Left: Claremont Kirton (left), Department
of Economics, UWI Mona, greets Merle Collins, of the University of Maryland, after her presentation on the Grenada Revolution in poetry and prose fiction at the Social Sciences Lecture Theatre, UWI, Mona in St. Andrew last Saturday. The
occation was the 5th annual 'Caribbean Reasonings' conference on the life and times of Richard Hart. - NORMAN GRINDLEY/DEPUTY CHIEF PHOTOGRAPHER.   Right: Richard Hart
DESPITE THROWING him out of the People's National Party (PNP)
for being a communist and
restricting his travel movements, founding member of the party, Richard Hart
is still forgiving of former Premier Norman Washington Manley.

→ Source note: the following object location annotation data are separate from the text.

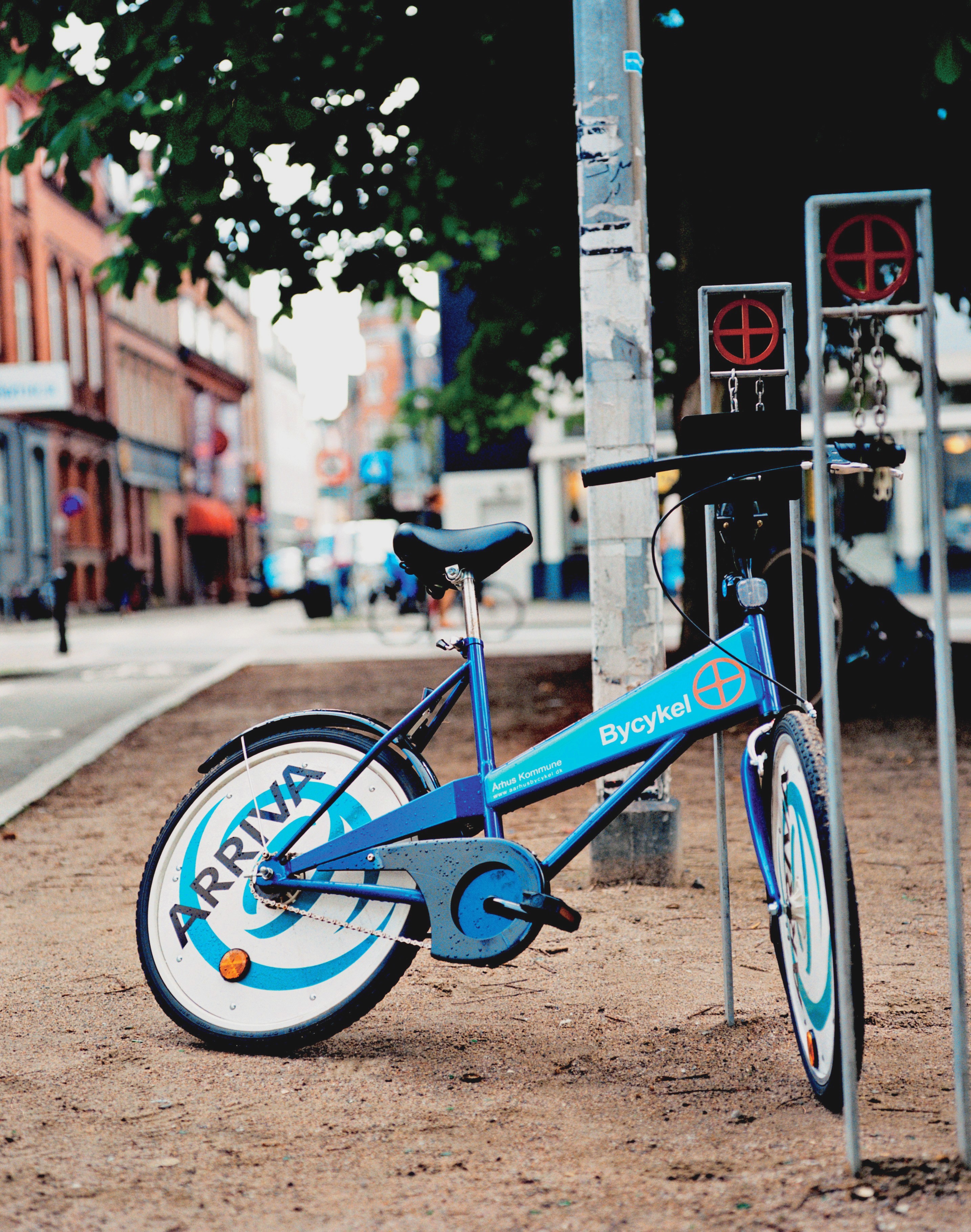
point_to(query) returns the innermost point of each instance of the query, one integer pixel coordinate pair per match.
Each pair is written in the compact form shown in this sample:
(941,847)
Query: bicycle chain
(324,920)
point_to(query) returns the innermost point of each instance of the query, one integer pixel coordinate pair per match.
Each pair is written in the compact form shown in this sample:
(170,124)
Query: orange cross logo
(719,683)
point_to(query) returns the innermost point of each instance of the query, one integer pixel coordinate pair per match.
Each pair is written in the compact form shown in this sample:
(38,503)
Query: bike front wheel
(804,933)
(299,980)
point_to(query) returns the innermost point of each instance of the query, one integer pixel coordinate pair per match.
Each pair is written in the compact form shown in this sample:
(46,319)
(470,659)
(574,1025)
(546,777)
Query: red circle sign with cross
(760,326)
(871,257)
(719,683)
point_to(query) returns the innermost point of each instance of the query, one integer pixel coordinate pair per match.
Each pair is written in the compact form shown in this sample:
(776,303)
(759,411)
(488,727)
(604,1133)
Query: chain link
(857,385)
(324,920)
(880,386)
(733,391)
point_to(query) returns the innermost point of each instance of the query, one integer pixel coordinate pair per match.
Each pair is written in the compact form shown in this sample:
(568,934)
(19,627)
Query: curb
(42,780)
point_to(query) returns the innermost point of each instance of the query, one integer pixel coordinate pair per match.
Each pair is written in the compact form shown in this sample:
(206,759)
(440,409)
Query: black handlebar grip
(623,472)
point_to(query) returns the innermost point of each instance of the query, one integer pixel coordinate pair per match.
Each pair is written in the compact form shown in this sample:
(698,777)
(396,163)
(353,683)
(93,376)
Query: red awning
(209,517)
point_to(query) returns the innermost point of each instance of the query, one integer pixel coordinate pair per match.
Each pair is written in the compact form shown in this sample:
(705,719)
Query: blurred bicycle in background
(401,613)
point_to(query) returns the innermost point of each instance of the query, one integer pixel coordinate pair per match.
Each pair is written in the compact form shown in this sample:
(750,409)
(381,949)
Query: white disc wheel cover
(201,902)
(804,924)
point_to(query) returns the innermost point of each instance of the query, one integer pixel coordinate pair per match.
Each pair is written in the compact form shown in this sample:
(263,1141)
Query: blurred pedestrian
(62,583)
(430,513)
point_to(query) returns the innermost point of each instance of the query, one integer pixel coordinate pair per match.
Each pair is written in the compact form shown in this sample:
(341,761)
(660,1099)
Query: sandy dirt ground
(588,1086)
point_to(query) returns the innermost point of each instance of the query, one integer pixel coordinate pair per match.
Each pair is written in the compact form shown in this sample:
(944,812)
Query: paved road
(125,667)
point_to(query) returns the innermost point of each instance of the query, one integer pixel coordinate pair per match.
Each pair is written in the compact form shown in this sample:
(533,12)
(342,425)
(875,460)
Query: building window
(24,311)
(186,323)
(75,333)
(93,323)
(18,188)
(55,313)
(5,528)
(234,353)
(38,502)
(219,342)
(204,333)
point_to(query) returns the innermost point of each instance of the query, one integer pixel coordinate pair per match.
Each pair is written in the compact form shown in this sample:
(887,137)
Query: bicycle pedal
(538,909)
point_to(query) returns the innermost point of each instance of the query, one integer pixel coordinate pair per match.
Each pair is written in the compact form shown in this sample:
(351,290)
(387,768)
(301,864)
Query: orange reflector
(233,965)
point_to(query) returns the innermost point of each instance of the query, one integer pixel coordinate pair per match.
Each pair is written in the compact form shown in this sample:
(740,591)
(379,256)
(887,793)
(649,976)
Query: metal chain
(324,920)
(880,386)
(733,391)
(857,386)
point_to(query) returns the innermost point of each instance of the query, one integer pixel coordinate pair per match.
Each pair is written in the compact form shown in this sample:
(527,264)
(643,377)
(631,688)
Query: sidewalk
(59,713)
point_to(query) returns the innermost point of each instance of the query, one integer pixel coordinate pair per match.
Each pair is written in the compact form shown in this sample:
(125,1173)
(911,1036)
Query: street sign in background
(35,387)
(376,467)
(334,467)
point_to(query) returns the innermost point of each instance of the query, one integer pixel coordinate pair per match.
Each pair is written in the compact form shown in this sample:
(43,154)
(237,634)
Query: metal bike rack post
(795,530)
(859,305)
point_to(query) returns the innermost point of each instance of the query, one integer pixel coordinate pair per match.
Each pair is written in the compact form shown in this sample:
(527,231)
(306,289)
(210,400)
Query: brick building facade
(161,443)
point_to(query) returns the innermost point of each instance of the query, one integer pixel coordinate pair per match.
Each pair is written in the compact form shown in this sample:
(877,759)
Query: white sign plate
(35,387)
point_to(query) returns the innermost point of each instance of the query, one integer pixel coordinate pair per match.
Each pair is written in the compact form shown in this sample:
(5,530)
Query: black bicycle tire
(808,742)
(379,985)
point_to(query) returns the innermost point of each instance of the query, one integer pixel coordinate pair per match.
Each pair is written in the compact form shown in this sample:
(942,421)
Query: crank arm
(538,910)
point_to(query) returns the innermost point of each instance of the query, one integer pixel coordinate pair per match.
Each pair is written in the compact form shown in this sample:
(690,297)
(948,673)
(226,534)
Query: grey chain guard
(442,868)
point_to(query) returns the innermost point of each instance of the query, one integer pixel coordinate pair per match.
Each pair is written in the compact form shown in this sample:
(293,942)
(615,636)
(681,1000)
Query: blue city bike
(291,889)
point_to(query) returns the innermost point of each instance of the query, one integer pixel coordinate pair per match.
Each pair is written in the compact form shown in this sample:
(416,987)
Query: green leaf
(948,63)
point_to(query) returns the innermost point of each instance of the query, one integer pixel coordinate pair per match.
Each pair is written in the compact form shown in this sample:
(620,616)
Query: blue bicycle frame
(654,724)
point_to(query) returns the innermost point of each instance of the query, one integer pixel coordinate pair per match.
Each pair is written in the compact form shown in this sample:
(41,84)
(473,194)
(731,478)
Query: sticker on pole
(750,324)
(869,257)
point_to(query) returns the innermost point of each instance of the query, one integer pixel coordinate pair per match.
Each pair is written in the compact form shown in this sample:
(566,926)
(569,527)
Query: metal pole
(831,699)
(943,678)
(712,568)
(619,386)
(795,513)
(720,811)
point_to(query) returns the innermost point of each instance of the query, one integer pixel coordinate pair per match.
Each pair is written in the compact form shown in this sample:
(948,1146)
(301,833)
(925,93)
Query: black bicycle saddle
(481,550)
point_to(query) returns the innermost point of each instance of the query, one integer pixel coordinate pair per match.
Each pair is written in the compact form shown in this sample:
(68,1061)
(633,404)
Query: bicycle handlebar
(747,461)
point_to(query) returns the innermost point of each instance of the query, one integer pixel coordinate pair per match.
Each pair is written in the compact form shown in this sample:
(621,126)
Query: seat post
(478,688)
(471,605)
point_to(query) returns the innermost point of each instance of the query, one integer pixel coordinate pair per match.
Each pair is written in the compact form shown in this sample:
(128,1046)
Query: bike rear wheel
(804,934)
(303,980)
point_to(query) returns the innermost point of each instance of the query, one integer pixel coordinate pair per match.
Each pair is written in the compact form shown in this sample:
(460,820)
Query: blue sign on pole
(376,467)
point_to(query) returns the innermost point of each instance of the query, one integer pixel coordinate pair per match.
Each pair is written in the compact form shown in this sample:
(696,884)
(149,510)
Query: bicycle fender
(456,876)
(300,720)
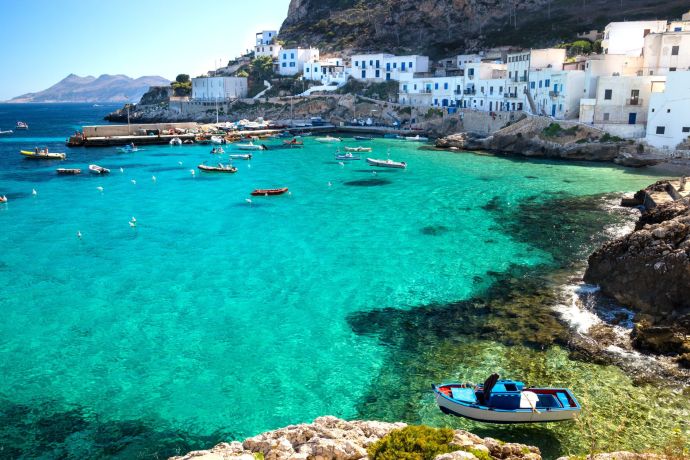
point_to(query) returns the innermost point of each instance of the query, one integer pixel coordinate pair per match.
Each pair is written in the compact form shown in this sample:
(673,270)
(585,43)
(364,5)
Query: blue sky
(46,40)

Mr. Hart, who helped Mr. Manley found the PNP in 1938, was inducted into the Centre for Caribbean Thought on Saturday night at the end of a three-day celebration of his life and work, held at the University of the West Indies (UWI) Mona. He credited Mr. Manley with being a flexible politician who had to be pragmatic in his demands for independence during the Cold War which led to Mr. Hart's expulsion in 1952.
ANTI-COMMUNIST
"How could he make safe that the British and American weren't turned against the PNPs demands for self-governance?" said Mr. Hart at the event. "He had to be anti-communist."
Mr. Hart who is happy to be described as a 'flexible Marxist', said that the PNP was always a broad church with the left becoming expendable at that time. He expressed gratitude to Mr. Manley for at first resisting calls for the expulsion of communists, denying they were a presence in the PNP.
Mr. Hart said that previously, to assuage fears, Mr. Manley had the leadership sign a document saying there were no
communists in the party. A confused Mr. Hart questioned Mr. Manley on his options given that he was an open
communist.
"A communist is a member of a communist party and are you not a member of a communist party?" replied Mr. Manley. Mr. Hart then signed.
However the pressure from the right became too great and after his expulsion as one of the '4Hs' (together with Frank and Ken Hill and Arthur Henry), Mr. Hart formed the People's Freedom Movement (later the Socialist Party of Jamaica) in 1954. That party folded in 1962.
Mr. Hart, 89, now lives in London. Last November, he received the Musgrave Gold Medal from the Institute of Jamaica for his work as an historian; that month he was also given an honorary degree from the UWI.
Mr. Hart has written extensively on slavery, the trade union movement and political issues. His latest book, 'The End of Empire' follows the five years before Independence in 1962.
He was editor of The Mirror newspaper in Guyana for a short time during the mid-1960s, and was an adviser to Grenadian Prime Minister Maurice Bishop, at the time of the United States invasion of that country in 1983.